When Pope Paul VI presented the first edition of his reformed Missale Romanum (Roman Missal) in 1969, it also described the liturgical tasks of the sub-deacon. The sub-deacon had to read from the New Testament, assist the deacon and the priest in preparing the altar - and he belonged to the higher clergy. This was to change with the document "Ministeria quaedam", which was published 50 years ago, on 15 August 1972. Paul VI broke with a thousand years of tradition and abolished sub-deacons in the Latin Church, as well as the minor orders that preceded them.


The office of deacon is one of the oldest in the Church and stands first of all for social responsibility. The term deacon is derived from the Greek word "diakonos" and means servant or helper. In the Roman Church of the first centuries, deacons worked in caring for the poor and sick or as assistants to the bishop in church administration and worship.

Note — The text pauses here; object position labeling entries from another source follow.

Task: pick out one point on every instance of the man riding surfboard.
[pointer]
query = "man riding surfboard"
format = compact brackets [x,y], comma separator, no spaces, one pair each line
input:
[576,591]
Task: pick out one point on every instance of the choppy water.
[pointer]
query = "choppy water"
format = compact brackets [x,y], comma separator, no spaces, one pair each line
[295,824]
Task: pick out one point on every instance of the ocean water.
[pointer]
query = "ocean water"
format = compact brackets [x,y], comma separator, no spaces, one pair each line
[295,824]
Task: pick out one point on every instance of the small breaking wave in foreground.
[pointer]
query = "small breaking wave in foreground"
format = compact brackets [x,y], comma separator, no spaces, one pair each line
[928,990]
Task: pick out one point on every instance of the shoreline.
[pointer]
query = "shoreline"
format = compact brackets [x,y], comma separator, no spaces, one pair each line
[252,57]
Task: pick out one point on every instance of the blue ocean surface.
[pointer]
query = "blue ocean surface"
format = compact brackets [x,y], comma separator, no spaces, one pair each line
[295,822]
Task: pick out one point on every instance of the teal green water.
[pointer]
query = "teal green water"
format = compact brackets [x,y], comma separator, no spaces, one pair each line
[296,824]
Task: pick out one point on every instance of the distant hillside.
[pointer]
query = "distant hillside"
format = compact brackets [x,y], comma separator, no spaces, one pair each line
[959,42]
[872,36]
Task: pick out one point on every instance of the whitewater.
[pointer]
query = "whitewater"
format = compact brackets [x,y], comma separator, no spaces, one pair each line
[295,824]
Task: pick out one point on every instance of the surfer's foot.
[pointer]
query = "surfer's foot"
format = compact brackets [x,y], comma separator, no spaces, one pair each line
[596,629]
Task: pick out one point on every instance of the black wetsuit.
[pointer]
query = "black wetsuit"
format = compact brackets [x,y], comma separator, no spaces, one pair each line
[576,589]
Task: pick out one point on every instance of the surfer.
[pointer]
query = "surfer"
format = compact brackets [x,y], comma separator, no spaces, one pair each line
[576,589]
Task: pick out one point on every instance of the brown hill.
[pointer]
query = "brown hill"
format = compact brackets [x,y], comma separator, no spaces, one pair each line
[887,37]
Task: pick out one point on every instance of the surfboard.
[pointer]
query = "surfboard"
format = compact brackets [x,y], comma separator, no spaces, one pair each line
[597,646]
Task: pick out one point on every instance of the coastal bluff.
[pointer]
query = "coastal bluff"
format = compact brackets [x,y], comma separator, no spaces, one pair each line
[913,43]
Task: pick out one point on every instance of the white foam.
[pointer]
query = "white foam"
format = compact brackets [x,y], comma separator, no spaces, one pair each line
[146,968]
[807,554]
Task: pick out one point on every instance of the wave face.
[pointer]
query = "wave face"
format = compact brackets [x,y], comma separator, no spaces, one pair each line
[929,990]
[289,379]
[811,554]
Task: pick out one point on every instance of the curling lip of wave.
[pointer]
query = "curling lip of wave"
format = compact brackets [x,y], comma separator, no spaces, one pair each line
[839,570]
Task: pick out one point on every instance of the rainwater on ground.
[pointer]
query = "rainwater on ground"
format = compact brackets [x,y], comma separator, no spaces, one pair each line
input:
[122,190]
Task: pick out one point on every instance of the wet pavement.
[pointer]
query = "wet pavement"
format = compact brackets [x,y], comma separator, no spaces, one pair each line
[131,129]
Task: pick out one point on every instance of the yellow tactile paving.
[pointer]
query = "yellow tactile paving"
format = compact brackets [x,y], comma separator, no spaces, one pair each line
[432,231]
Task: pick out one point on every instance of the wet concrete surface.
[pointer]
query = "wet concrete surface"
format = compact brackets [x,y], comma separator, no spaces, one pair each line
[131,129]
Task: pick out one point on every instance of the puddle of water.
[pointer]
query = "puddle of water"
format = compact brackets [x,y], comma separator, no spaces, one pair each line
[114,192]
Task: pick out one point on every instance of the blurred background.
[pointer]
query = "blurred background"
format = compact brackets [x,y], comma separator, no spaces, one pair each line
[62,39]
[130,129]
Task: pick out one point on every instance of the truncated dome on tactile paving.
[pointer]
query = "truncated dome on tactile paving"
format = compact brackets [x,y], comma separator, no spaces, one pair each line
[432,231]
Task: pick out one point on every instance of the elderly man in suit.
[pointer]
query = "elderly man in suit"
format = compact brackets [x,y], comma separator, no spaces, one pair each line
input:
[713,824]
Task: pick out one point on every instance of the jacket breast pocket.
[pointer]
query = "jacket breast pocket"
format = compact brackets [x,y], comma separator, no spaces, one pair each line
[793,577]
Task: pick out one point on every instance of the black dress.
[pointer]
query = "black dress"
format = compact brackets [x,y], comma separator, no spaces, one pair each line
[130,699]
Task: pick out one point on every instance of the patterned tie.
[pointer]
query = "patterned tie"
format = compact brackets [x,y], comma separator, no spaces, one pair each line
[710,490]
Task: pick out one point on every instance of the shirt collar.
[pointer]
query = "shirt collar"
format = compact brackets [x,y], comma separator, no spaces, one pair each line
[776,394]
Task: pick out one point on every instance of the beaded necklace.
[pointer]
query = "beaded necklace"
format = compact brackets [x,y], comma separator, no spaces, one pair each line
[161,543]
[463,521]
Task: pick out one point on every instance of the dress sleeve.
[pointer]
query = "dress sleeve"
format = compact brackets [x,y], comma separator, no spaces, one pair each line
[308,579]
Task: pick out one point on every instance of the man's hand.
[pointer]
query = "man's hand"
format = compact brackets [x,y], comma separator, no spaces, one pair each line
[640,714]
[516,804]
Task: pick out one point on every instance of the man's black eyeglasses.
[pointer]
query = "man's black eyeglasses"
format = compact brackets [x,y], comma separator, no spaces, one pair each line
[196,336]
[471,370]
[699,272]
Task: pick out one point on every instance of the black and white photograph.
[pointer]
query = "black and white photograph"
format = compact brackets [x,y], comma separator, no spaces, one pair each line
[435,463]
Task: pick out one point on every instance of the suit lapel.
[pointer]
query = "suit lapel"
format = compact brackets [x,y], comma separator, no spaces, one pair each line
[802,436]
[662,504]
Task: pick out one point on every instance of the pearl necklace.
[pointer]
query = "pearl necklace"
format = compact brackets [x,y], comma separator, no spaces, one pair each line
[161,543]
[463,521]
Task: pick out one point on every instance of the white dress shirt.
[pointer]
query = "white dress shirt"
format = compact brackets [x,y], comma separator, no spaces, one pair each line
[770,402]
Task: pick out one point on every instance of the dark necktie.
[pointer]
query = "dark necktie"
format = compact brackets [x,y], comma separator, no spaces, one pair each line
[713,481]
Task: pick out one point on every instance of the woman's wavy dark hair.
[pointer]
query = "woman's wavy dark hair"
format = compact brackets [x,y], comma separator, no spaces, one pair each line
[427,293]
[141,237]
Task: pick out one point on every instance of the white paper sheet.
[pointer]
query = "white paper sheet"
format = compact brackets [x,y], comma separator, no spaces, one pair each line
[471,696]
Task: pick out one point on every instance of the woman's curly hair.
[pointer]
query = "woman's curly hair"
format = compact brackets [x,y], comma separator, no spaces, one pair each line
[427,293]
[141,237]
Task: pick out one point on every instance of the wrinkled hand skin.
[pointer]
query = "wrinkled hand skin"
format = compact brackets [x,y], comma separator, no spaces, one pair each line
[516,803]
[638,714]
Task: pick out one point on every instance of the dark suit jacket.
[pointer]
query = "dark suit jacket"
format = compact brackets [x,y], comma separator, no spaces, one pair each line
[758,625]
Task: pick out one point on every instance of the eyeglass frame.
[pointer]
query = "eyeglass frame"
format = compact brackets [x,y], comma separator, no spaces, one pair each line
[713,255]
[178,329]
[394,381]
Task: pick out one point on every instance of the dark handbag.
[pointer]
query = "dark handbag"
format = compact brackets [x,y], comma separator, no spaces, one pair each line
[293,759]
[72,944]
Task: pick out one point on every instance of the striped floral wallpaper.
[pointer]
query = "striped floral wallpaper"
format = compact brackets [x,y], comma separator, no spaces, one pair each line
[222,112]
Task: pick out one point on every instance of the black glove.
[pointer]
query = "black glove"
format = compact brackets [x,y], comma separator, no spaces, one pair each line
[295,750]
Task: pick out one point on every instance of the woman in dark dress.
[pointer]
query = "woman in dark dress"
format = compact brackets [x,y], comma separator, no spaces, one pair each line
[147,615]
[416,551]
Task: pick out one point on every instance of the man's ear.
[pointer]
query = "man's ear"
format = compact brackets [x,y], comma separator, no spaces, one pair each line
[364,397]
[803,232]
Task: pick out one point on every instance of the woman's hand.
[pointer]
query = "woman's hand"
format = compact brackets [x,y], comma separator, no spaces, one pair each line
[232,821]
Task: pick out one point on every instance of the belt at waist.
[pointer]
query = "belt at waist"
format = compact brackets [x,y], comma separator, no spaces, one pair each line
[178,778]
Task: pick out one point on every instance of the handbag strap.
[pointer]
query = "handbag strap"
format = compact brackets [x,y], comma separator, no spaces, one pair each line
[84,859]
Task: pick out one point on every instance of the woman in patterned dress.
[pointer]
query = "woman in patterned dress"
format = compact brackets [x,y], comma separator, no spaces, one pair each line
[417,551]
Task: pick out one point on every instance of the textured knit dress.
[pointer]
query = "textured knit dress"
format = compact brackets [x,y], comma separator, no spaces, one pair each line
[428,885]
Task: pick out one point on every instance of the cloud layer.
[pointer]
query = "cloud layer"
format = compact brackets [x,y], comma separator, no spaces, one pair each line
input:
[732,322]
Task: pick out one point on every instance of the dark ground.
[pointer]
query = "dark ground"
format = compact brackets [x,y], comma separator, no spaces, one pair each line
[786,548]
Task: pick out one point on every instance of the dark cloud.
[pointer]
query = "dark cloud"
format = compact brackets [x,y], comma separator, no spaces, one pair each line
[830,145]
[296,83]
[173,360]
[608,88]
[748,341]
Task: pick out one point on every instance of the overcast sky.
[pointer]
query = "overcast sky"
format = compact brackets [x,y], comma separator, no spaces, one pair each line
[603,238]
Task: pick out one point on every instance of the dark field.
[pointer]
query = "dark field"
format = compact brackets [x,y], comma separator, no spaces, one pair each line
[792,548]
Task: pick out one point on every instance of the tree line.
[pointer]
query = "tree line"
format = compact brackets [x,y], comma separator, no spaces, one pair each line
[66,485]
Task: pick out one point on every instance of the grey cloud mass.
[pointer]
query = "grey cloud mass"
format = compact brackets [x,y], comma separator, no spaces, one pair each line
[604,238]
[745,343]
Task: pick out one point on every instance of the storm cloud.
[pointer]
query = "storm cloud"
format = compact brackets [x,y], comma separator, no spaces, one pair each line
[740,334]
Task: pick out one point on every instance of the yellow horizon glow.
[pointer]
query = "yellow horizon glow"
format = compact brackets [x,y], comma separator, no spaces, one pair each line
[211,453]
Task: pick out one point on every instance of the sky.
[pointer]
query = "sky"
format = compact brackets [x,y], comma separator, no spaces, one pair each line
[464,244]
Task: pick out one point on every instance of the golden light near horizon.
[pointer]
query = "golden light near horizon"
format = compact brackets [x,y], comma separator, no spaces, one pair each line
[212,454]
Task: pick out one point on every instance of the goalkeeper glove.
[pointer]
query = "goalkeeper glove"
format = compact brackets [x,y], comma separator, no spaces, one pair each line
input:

The Second Vatican Council (1962-1965) had developed the sacramental, tripartite Sacrament of Orders in the Church Constitution "Lumen Gentium". The higher but non-sacramental ordination level of sub-deacon no longer seemed to fit in. The other lower ordination levels of ostiarius (doorkeeper), exorcist, lector and acolyte were already no longer of practical relevance in church life.

Lay people should also become visible

Paul VI therefore decided to tie entry into the clergy to ordination to the diaconate. The lower ordinations were now replaced by assignments as lector and acolyte, through which, in the wake of communio-ecclesiology, lay people were also to become visible in divine service. The new ministries were to fulfil in perpetuity the tasks previously held by the sub-deacon in the Divine Service - but on the basis of the qualification from baptism and confirmation, not as an "outflow" of the sacrament of ordination.

Nevertheless, until Pope Francis' motu proprio, "Spiritus Domini" (2021), the ministries were reserved exclusively for men - and Paul VI even left it up to the Bishops' conferences whether to continue to call the acolyte a sub-deacon. The obligation that candidates for ordination to the diaconate and priesthood must have previously received the commissions also refers to the ancient tradition of the lower ordinations. Pope Francis took up the innovation of his predecessor in various respects, especially in the matter of the "role of women" in the Church. In 2021, he opened the "ministeria" permanently to women. Previously, therefore, only candidates for ordination as deacons and priests were eligible for the commissions.

Francis wants clearer design

Shortly after the opening of the commissions to women, the decree "Antiquum ministerium" followed, with which the Pope created the ministry of catechist - this time in an emphatically lay manner: candidates for the sacrament of Holy Orders are not to receive it. Pope Paul's break with the tradition - and not least the Churches of the East - of seeing the ecclesiastical ministries as an "outflow" of the Sacrament of Orders is seen by Francis as a way of making women more visible in the Church. At the same time, he wants to make clearer the difference between "ordained ministries" for men only and "non-ordained or lay ministries" for all.

With the establishment of the ministry of catechist, Francis has created an official framework and at the same time instructed the Bishops' conferences to develop worldwide for potential candidates "the necessary training path as well as norms and criteria for access". Whether the expansion of "institutions" will gain practical relevance in the life of the Church remains to be seen. In practice, most local churches have had women as lectors and communion helpers for some time. Catechesis is often in the hands of women in many parishes.

With the liturgical framework now created for a commissioning, Francis is honouring this commitment. In Germany, the response to the Pope's measures has so far been rather restrained. The solution to the "women's question" seems to be imagined differently.